What I've done is expand the terms $n$ times and then go backwards in order to find some pattern, so:

$$ x_{n+1} = \frac{1}{2 - x_n} = \frac{1}{2-\frac{1}{2-x_{n-1}}} = \dots $$

Now wrapping from the bottom:

$$ \frac{1}{2 - {1 \over 2}} = {2 \over 3} \\ \frac{1}{2 - {2 \over 3}} = {3 \over 4} \\ \dots \\ {1 \over {2 - \frac{n-1}{n}}} = {n \over n+1} $$

So the pattern suggests that $x_n = {n \over n+1}$.

I'm not satisfied with that approach since i believe it's going to fail for more complicated sequences.

What approach or technique could i use to reach the same result in a more "analytical" way?

Answer 1

There are no general methods for solving $x_n=f(x_{n-1})$ where $f$ is a general function. The only way to go about it is compute $x_n$ for small values of $n$, hope to notice a pattern, then prove it by induction. If the problem is not possible by this method, you will not be expected to solve it.

However, there are some special classes which admit general solution methods. One example is $$ f(x) = \frac{ax+b}{cx+d} $$ The reason this works out nicely is that $x_n=f(f(\dots f(x)\dots))$, and function composition of functions resembling the above behaves exactly like matrix multiplication.
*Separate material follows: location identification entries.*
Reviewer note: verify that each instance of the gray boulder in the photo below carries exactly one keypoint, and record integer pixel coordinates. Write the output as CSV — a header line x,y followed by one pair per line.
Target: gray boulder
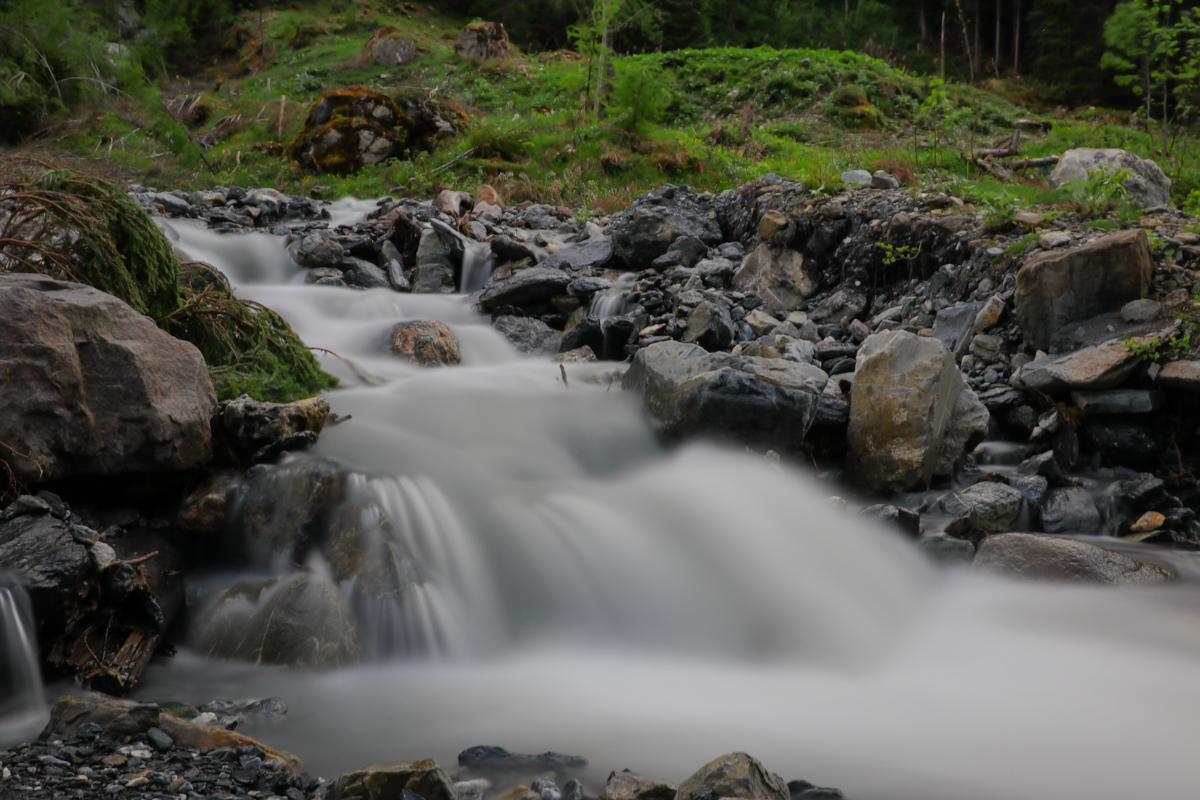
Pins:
x,y
689,391
1069,510
995,506
904,396
1146,182
1053,558
630,786
967,428
426,342
777,275
525,287
655,220
1059,288
316,250
736,775
709,326
89,386
529,335
391,781
298,621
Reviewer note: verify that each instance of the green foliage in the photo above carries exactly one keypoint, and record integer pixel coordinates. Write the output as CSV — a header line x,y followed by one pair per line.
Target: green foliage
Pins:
x,y
249,348
1098,193
639,96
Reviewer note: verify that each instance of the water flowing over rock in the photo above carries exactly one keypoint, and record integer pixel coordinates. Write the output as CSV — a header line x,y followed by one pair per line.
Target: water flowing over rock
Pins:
x,y
1146,184
299,623
1053,558
631,786
390,781
426,342
904,396
689,391
93,388
118,719
655,220
736,775
253,431
1055,289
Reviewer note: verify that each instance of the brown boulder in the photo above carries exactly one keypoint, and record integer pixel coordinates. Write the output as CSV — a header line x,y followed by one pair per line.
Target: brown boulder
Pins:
x,y
1057,288
483,42
426,342
89,386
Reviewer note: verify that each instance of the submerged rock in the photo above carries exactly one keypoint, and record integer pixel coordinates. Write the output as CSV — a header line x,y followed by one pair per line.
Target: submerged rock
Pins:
x,y
1053,558
689,391
736,775
394,780
425,342
298,621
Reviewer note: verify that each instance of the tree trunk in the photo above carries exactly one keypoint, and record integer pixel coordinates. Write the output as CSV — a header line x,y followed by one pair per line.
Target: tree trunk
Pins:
x,y
996,62
1017,38
941,58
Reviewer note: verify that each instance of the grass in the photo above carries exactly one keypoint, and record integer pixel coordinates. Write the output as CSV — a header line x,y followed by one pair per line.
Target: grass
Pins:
x,y
730,115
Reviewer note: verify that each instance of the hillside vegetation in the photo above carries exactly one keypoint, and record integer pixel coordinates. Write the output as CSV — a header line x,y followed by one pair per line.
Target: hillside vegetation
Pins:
x,y
712,118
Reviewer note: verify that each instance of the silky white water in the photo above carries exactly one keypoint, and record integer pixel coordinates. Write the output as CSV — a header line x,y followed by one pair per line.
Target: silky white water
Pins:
x,y
588,593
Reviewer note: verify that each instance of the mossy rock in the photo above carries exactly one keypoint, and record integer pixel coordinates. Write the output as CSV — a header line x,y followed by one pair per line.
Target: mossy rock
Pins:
x,y
355,126
861,118
850,96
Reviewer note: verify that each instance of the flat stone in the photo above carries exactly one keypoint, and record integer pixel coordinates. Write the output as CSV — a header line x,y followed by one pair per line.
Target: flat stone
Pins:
x,y
526,287
901,403
1055,289
1181,374
1119,401
1054,558
996,506
1104,366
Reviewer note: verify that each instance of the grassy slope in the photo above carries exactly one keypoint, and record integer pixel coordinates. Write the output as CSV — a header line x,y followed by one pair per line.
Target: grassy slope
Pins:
x,y
816,113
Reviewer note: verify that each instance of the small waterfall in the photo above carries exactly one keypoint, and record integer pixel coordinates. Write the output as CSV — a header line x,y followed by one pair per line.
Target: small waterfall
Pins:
x,y
22,702
478,262
611,302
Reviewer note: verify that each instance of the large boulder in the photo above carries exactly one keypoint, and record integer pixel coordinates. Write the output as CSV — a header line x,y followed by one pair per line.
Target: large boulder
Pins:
x,y
483,42
689,391
905,392
1146,184
736,775
1102,366
1057,288
89,386
1053,558
396,780
777,275
352,127
655,220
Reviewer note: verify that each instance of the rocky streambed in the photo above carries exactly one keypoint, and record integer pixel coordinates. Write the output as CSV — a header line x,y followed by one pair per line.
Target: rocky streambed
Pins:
x,y
988,396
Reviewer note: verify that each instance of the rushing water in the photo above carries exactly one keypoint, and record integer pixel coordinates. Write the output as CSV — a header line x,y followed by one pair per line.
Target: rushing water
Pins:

To see this, compute the composition of $f$ with $g(x)=\frac{ex+f}{gx+h}$, rearrange it so it is of the form $\frac{px+q}{sx+t}$, and compare $p,q,s,t$ with the entries of matrix product $$ \begin{bmatrix}a&b\\c&d\end{bmatrix}\cdot \begin{bmatrix}e&f\\g&h\end{bmatrix} $$

See wikipedia for more information.

This means that a closed form for $x_n$ can be found by putting the matrix of $f$ in Jordon form, because powers of a Jordon block matrix are easy to compute.

There are a number of other recurrence relations which can be solved exactly, like linear recurrence relations with constant coefficients like $x_n=2x_{n-1}-x_{n-2}$.